[2.8-rc2] On vSphere juju attempts to launch vms and fails when that name is already taken

Bug #1880720 reported by Michael Skalka
6
This bug affects 1 person
Affects Status Importance Assigned to Milestone
Canonical Juju
Invalid
Low
Unassigned

Bug Description

Juju 2.8-rc2 deploying CDK on vSphere.

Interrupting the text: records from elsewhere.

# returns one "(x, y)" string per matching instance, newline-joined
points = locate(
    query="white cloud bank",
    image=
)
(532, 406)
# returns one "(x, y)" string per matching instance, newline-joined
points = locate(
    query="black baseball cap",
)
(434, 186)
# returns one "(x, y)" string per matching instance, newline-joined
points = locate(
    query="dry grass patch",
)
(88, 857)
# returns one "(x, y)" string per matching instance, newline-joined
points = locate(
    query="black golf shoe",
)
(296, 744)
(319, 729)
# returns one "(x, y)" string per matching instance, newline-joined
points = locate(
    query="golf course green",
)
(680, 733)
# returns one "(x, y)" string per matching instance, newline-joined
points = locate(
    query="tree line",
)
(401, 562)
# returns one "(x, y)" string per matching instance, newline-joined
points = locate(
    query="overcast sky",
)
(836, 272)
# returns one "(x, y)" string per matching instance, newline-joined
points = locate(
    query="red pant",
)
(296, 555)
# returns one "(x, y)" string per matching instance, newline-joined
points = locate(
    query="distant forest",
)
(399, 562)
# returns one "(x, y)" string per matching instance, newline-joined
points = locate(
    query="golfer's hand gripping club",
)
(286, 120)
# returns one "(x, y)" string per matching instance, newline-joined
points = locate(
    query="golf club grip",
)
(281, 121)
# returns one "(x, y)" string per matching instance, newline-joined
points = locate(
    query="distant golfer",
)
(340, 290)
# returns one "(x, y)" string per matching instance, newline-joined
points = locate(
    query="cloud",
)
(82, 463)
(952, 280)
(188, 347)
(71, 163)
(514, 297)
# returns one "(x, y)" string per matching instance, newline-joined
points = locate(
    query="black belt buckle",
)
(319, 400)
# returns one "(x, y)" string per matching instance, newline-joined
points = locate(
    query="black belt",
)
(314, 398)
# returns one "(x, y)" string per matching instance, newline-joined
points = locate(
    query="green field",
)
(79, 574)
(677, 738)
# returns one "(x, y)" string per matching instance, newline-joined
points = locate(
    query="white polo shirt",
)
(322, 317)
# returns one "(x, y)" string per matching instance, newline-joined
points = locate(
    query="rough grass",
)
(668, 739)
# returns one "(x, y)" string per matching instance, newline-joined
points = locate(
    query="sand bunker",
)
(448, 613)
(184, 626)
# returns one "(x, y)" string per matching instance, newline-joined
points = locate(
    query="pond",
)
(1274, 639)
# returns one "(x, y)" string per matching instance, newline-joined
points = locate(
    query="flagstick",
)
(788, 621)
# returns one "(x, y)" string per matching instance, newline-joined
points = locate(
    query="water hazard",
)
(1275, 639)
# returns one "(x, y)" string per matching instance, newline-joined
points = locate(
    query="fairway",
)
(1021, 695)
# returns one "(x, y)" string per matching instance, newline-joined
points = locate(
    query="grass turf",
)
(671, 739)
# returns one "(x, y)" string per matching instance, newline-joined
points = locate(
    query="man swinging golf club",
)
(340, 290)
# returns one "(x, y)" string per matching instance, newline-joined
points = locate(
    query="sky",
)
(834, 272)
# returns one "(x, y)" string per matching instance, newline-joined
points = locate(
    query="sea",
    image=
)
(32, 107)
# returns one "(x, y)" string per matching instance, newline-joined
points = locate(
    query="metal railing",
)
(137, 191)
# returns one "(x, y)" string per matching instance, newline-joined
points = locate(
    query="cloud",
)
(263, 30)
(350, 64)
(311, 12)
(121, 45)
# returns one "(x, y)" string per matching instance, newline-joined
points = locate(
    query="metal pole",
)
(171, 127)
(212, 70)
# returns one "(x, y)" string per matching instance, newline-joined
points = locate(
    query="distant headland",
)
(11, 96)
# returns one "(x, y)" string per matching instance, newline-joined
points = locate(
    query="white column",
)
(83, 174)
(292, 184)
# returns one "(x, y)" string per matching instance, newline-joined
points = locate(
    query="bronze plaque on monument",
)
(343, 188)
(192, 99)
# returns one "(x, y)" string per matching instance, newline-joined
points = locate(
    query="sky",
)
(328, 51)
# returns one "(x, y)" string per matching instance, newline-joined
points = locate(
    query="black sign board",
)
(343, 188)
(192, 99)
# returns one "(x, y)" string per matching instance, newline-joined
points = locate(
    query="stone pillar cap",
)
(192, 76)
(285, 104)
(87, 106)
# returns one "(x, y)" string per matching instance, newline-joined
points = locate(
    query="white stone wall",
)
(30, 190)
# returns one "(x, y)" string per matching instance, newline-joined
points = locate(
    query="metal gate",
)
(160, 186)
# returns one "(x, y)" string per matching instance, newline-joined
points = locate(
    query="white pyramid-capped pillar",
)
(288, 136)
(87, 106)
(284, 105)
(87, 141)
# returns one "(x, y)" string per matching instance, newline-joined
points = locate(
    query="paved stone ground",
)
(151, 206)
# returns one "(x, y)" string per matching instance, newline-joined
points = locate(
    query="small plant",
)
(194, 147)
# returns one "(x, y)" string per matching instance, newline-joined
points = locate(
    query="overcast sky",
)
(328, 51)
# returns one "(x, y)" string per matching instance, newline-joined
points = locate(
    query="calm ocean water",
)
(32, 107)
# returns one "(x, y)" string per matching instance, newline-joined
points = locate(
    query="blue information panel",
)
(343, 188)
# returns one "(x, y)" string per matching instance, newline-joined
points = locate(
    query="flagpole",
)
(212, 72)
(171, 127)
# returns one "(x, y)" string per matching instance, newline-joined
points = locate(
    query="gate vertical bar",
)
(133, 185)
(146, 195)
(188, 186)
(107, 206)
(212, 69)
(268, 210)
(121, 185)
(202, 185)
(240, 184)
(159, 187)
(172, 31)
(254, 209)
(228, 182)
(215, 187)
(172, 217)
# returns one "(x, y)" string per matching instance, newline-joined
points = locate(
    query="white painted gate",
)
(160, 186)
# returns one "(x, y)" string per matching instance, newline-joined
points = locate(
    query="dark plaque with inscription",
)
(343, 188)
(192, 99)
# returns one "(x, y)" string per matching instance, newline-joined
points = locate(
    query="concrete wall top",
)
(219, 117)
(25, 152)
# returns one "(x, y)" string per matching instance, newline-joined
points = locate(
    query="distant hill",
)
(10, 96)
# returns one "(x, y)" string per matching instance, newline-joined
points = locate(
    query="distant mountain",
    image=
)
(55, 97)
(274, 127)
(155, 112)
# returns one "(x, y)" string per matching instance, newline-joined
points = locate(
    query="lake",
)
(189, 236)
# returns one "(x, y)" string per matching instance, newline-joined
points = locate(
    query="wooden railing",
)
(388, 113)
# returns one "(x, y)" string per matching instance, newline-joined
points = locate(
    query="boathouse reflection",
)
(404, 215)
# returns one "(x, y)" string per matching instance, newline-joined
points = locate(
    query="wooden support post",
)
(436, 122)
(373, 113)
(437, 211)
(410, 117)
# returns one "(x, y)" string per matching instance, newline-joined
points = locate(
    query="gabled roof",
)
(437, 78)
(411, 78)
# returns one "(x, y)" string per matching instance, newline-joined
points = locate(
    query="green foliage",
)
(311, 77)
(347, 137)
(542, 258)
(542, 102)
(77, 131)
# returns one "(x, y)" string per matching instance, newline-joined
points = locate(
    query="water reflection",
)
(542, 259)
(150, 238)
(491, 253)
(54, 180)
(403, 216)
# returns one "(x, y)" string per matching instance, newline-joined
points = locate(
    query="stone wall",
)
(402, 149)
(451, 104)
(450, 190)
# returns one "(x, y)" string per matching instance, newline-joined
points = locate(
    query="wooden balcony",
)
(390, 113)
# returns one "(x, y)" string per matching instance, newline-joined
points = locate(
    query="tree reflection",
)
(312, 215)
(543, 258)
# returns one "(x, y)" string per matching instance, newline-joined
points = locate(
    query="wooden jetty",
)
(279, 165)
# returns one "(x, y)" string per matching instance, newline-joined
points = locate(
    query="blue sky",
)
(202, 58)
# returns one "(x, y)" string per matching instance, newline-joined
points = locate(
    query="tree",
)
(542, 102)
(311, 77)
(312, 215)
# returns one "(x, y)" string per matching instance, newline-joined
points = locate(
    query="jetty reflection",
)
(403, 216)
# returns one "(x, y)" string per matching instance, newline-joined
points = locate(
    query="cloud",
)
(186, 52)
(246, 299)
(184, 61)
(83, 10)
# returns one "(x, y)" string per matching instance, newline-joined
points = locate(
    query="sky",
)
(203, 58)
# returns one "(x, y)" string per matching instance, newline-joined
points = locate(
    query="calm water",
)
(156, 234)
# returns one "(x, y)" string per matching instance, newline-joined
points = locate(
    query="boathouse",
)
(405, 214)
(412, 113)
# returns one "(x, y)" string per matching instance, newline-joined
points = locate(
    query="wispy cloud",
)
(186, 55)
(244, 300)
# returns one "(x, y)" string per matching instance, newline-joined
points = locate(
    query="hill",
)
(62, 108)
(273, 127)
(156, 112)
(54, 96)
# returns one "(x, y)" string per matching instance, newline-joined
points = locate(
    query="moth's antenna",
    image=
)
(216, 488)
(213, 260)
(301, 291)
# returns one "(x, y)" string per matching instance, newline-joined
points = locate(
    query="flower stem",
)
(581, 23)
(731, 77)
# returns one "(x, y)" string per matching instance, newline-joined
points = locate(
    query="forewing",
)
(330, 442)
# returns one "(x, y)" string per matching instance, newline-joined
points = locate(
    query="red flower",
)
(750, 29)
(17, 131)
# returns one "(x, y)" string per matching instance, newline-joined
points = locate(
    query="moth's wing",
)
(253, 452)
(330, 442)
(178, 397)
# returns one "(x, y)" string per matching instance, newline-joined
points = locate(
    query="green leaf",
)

Test run can be found here: https://solutions.qa.canonical.com/#/qa/testRun/cde295aa-eb05-4f52-a739-7f65593659d8

During bundle deployment multiple machines enter a down state and never recover:

Machine State DNS Inst id Series AZ Message
0 started 10.245.201.135 juju-fc0715-0 bionic poweredOn
1 started 10.245.201.220 juju-fc0715-1 bionic poweredOn
2 started 10.245.201.162 juju-fc0715-2 bionic poweredOn
3 pending 10.245.201.172 juju-fc0715-3 bionic poweredOn
4 down pending bionic The name 'juju-fc0715-4' already exists.
5 pending pending bionic cloning VM: 45.00%
6 down pending bionic cloning VM: 23.00%
7 down pending bionic The name 'juju-fc0715-7' already exists.
8 pending pending bionic cloning VM: 45.00%
9 pending pending bionic cloning VM: 45.00%
10 pending pending bionic cloning VM: 45.00%
11 pending 10.245.201.175 juju-fc0715-11 bionic poweredOn
12 pending pending bionic cloning VM: 45.00%
13 pending pending bionic cloning VM: 45.00%
14 pending pending bionic cloning VM: 45.00%
15 pending 10.245.201.106 juju-fc0715-15 bionic poweredOn
16 pending pending bionic cloning VM: 44.00%
17 pending 10.245.201.170 juju-fc0715-17 bionic poweredOn
18 down pending bionic The name 'juju-fc0715-18' already exists.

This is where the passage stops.